Faculty of Health, Deakin Health Economics, Institute for Health Transformation, School of Health and Social Development, Deakin University, Burwood, VIC, Australia.
Faculty of Health and Medicine, NHMRC Clinical Trials Centre, The University of Sydney, Sydney, NSW, Australia.
Patient. 2023 Sep;16(5):497-513. doi: 10.1007/s40271-023-00635-w. Epub 2023 Jun 23.
This study aimed to quantify adult preferences for adjuvant immunotherapy for resected melanoma and the influence of varying levels of key attributes and baseline characteristics.
A D-efficient design generated 12 choice tasks for two alternative treatments, adjuvant immunotherapy or no adjuvant immunotherapy. Recruitment to the online discrete choice experiment (DCE) occurred via survey dissemination by eight Australian melanoma consumer and professional groups, targeting adults with resected stage III melanoma, considering or having received adjuvant immunotherapy. The DCE included six attributes with two to three levels each, including 3-year risk of recurrence, mild, permanent and fatal adverse events (AEs), drug regimen and annual out-of-pocket costs. A mixed multinomial logit model was used to estimate preferences and calculate marginal rates of substitution and marginal willingness to pay (mWTP).
The DCE was completed by 116 respondents, who chose adjuvant immunotherapy over no adjuvant immunotherapy in 70% of choice tasks. Respondents preferred adjuvant immunotherapy when associated with reduced: probabilities of recurrence, permanent and fatal AEs, and out-of-pocket costs. mWTP for an absolute reduction of 1% in 3-year risk of recurrence was less for respondents with lower rather than higher incomes, AU$794 (US$527) and AU$2190 (US$1454) per year. Respondents accepted an additional 4% chance of a permanent AE to reduce their absolute risk of 3-year recurrence by 1%. Respondents were willing to accept an extra 2% chance of 3-year recurrence to lower their chance of a fatal AE by 1%.

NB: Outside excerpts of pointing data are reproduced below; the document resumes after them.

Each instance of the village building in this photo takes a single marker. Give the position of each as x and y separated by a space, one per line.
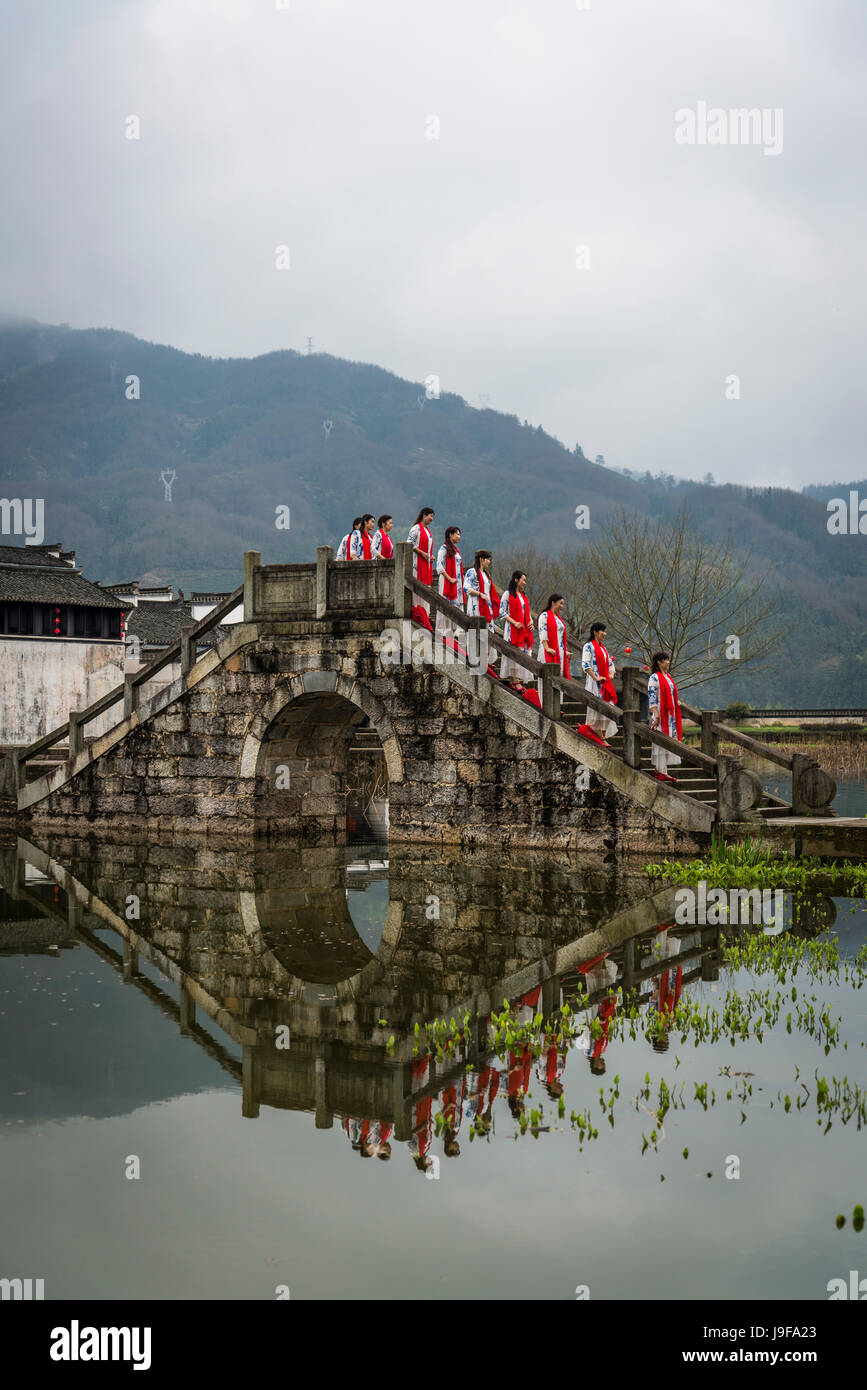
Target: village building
65 641
61 642
156 617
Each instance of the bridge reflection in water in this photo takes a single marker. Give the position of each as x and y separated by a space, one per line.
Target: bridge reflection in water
317 963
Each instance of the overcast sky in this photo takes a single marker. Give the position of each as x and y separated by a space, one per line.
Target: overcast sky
309 127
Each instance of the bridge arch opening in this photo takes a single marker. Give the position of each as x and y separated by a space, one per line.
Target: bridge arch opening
323 763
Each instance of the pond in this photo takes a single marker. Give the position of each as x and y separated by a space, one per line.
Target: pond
220 1079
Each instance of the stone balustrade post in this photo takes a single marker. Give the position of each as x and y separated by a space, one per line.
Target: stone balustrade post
252 562
77 733
630 712
324 558
710 740
403 573
188 649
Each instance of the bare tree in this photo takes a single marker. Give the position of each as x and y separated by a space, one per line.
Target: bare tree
664 585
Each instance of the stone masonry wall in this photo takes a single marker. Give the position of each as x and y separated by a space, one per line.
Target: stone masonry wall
460 770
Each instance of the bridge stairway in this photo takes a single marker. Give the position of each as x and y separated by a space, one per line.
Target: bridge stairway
692 781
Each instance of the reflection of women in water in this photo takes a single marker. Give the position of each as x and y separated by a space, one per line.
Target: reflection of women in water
555 1066
452 1111
423 1132
667 987
377 1141
423 1123
520 1068
598 973
484 1090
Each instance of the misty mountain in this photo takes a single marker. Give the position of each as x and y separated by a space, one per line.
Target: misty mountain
91 420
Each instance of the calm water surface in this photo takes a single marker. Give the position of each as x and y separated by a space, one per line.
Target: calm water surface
146 997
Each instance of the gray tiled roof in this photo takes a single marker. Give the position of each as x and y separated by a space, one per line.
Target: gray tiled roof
29 576
160 623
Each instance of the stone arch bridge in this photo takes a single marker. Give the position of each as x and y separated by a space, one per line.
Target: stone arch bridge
250 737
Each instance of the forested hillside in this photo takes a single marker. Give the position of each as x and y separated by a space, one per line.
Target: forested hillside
329 438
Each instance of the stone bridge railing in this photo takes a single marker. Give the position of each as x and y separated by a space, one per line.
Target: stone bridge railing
367 594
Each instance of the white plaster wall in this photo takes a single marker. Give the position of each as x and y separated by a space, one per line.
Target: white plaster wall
42 680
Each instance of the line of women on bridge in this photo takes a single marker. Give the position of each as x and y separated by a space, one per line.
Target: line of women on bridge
473 591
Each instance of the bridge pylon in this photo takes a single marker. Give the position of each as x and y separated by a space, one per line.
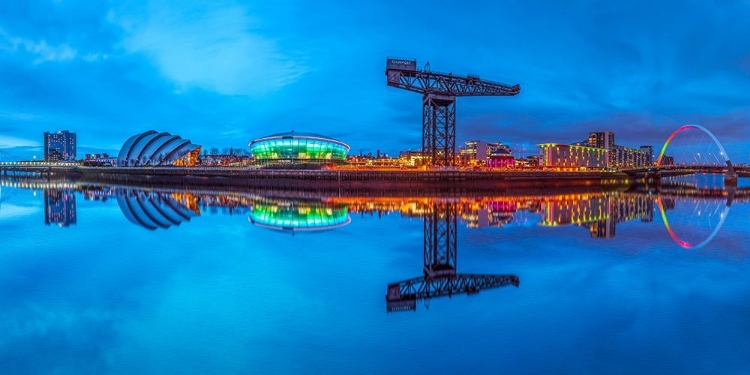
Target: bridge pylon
730 178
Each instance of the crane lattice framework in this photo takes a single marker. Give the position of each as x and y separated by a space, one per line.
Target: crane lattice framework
439 92
440 255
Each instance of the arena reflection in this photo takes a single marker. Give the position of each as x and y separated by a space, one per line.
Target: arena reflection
297 214
692 215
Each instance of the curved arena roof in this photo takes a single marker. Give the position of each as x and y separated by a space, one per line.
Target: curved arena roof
153 148
298 146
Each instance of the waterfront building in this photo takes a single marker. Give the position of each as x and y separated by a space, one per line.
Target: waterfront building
571 157
605 140
501 158
157 149
622 157
60 146
296 147
411 158
481 153
649 151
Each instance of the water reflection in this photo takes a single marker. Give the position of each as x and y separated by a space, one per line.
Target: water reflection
692 213
153 209
298 214
59 207
440 259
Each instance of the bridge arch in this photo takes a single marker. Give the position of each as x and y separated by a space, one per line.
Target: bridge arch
683 243
692 126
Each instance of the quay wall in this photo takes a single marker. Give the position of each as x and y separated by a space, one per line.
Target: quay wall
342 179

Almost three-quarters of respondents chose adjuvant immunotherapy over no adjuvant immunotherapy, preferring treatment that improved efficacy and safety. Findings may inform decisions about access to adjuvant immunotherapy following surgery for melanoma.
本研究旨在量化成年人对辅助免疫治疗切除黑色素瘤的偏好,并探讨不同关键属性和基线特征的影响。

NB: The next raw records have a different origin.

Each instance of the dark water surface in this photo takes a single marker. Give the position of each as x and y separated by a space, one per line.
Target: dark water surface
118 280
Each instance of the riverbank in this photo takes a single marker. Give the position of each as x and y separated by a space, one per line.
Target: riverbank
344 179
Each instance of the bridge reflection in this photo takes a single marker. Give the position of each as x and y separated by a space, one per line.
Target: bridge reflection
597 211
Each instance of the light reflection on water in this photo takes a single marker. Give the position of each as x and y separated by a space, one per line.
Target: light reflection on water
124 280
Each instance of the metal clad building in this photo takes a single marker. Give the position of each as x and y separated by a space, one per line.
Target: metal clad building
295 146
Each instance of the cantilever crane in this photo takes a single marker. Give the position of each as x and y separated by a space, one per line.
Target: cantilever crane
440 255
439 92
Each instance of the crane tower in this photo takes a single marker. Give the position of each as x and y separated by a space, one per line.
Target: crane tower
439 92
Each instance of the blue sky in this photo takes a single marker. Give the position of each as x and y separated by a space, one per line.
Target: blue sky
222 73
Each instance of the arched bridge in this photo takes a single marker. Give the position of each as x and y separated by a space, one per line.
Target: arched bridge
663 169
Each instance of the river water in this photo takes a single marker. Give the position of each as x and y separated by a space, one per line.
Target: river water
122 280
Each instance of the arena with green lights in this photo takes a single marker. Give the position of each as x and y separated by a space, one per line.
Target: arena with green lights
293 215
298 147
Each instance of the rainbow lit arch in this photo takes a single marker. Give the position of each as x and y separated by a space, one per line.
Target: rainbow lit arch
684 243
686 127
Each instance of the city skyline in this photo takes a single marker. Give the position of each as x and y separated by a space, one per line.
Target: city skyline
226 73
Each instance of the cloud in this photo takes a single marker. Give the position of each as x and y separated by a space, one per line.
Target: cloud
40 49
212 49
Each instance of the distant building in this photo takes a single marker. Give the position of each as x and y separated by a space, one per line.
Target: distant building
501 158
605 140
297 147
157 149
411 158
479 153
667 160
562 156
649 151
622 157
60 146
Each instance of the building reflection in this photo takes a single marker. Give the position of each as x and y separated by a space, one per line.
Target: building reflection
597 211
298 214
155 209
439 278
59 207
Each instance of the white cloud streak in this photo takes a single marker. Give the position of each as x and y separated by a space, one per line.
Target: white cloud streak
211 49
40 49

通过澳大利亚 8 个黑色素瘤消费者和专业团体的在线调查传播,招募了考虑或已接受辅助免疫治疗的 III 期黑色素瘤切除术后成年人参与本次在线离散选择实验(DCE)。DCE 包含 6 个属性,每个属性有 2-3 个水平,包括 3 年复发风险、轻度、永久性和致命不良事件(AE)、药物方案和年度自付费用。采用混合多项 Logit 模型来估计偏好,并计算边际替代率和边际支付意愿(mWTP)。
116 名受访者完成了 DCE,其中 70%的选择任务中选择了辅助免疫治疗而非无辅助免疫治疗。当与降低复发率、永久性和致命性 AE 以及自付费用相关时,受访者更倾向于选择辅助免疫治疗。对于收入较低而非较高的受访者而言,绝对降低 3 年复发风险 1%的 mWTP 要小,每年分别为 794 澳元(527 美元)和 2190 澳元(1454 美元)。受访者愿意接受额外 4%发生永久性 AE 的机会,以将其 3 年复发的绝对风险降低 1%。受访者愿意接受额外 2%的 3 年复发机会,以降低其发生致命性 AE 的机会降低 1%。
近 3/4 的受访者选择了辅助免疫治疗而非无辅助免疫治疗,更倾向于选择改善疗效和安全性的治疗方案。这些发现可能为黑色素瘤手术后获得辅助免疫治疗的决策提供信息。